I am looking to utilizing a deep learning approach, where I want to use a neural network with one hidden layer. I noticed that there are algorithms such as the MultiLayerPerceptrons by Eibe Frank. One of the problems that I am finding with WekaDeepLearning4J is that it takes a relatively longer time for completion compared with the other algorithms. Is there a significant difference from this algorithm versus if I utilized WekaDeepLearning4J with one hidden layer?
Re: WekaDeepLearnig4J Versus Multilayer Perceptron
The MLPClassifier, MLPRegressor, and MLPAutoEncoder in the multiLayerPerceptrons package are all limited to neural networks with one hidden layer only, and they build fully connected networks. If these constraints are suitable for your application, they are good options because they don’t require much configuration to give reasonable results, particularly the former two: tuning the number of units in the hidden layer and the ridge parameter (the multiplier for the L_2 penalty) is all you generally need to do.

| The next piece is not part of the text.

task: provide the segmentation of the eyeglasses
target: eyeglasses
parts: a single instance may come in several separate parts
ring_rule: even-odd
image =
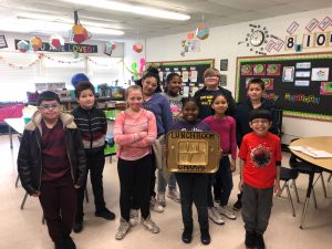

The idea with these implementations is that they run until full convergence to a local minimum of the penalised loss on the training data. The assumption is that a suitable choice for the ridge parameter value does not require early stopping on simple networks of this type to prevent overfitting.
Rather than using plain gradient descent, optimisation of the loss is done using either a quasi-Newton approach (using the default method called “BFGS”) or conjugated gradient descent, using a line search in both cases, and a choice of learning rate is thus not required (a big plus in my book!).
Note that most people would consider these “shallow” networks, not “deep” ones.